Abstract

Facies analysis in outcrops on land is strongly dependent on the lateral variability of lithofacies. Interpretation of conventional core in wells relies principally on the vertical succession of lithofacies. To better understand depositional environments and reservoir sandstone connectivity, the lithofacies of reservoir sandstones sampled in conventional core were correlated laterally through two sets of closely spaced wells in the Scotian Basin: in the Barremian–Albian succession around the Panuke–Cohasset field and in the Late Jurassic succession west of the Venture field. Regional correlation by gamma logs is confirmed by lithologically similar transgressive units including shelly mudstones or coals. A standard scheme of lithofacies and recognition of three types of parasequences were used for comparisons between wells. Some transgressive surfaces are of limited extent and may represent delta distributary switching and subsidence rather than regional changes in sea level. Major sandstone packets extend at least 10–30 km laterally, but commonly show lateral changes in lithofacies, and some are bounded by the margins of incised valleys.

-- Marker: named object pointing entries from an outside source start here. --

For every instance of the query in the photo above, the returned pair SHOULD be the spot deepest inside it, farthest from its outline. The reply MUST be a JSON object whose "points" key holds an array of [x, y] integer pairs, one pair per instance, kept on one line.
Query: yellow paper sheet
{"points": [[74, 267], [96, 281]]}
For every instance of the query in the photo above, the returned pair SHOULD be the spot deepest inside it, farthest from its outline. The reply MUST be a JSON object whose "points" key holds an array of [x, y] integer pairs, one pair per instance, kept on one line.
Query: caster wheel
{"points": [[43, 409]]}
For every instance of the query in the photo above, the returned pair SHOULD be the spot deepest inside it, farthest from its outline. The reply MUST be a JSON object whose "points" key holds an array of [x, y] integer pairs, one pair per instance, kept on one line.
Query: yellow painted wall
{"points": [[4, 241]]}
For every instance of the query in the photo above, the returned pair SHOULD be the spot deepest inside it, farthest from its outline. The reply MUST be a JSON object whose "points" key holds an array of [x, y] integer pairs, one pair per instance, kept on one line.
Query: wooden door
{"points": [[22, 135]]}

Such packages show poor correlation of lithofacies with porosity and permeability, probably because of the variable effects of diagenesis. Lateral transitions from tidal estuary sandstones in Panuke B-90 to thick-bedded river-mouth turbidites in Lawrence D-14, over a distance of 15 km, demonstrates the scale of delta lobes and confirms that sharp-based sandstone beds are turbidites related to river floods, not storm deposits. Similar lateral transitions in the Venture field are on a similar scale and pass distally into prodeltaic muddy landslide deposits.